Las recientes ejecuciones me recuerdan esta extraordinaria historia:
Aquella noche del 5 de junio de 1864, a las siete, el doctor
Edmond-Désiré Couty de la Pommerais, recientemente trasladado de la Conciergerie a la Roquette, estaba sentado, revestido de una camisa de fuerza, en la celda de los condenados a muerte.
Taciturno, fija la mirada, apoyaba los codos en el respaldo de la
silla. Sobre la mesa, una vela iluminaba la palidez de su rostro frío. A
dos pasos, un guardia, de pie contra el muro, lo observaba, cruzados
los brazos.
Casi todos los detenidos están obligados a un trabajo cotidiano, de
cuyo salario la administración deduce, en caso de fallecimiento, el
precio de la mortaja, que nunca proporciona. Sólo los condenados a
muerte no tienen que realizar tarea alguna.
El prisionero era de esos que no juegan a los naipes: en su mirada no se leía miedo ni esperanza.
Treinta y cuatro años; moreno; de talla mediana; bien proporcionado
en verdad; las sienes grises desde hacía poco; la mirada nerviosa,
semivelada; una frente de razonador; la voz opaca y breve, las manos
saturninas; la expresión circunspecta de las personas poco locuaces;
modales de estudiada distinción: tal aparecía.
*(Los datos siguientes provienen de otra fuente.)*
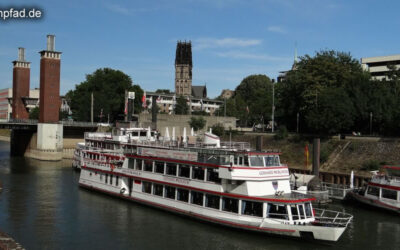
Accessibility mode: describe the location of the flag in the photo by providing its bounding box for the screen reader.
[304,144,310,168]
[142,92,147,108]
(Se recordará que en las audiencias del Sena, no habiendo podido
Me. Lachaud desvanecer en la mente de los jurados, no obstante lo
riguroso de su defensa en esa ocasión, el triple efecto producido por
los debates, las conclusiones del doctor Tardieu y la requisitoria de M.
Oscar de Vallée, M. de la Pommerais, convicto de haber administrado
dosis mortales de digitalina a una dama amiga suya, con premeditación y
propósitos de lucro, oyó pronunciar contra él, en aplicación de los
artículos 301 y 302 del Código Penal, la sentencia de muerte).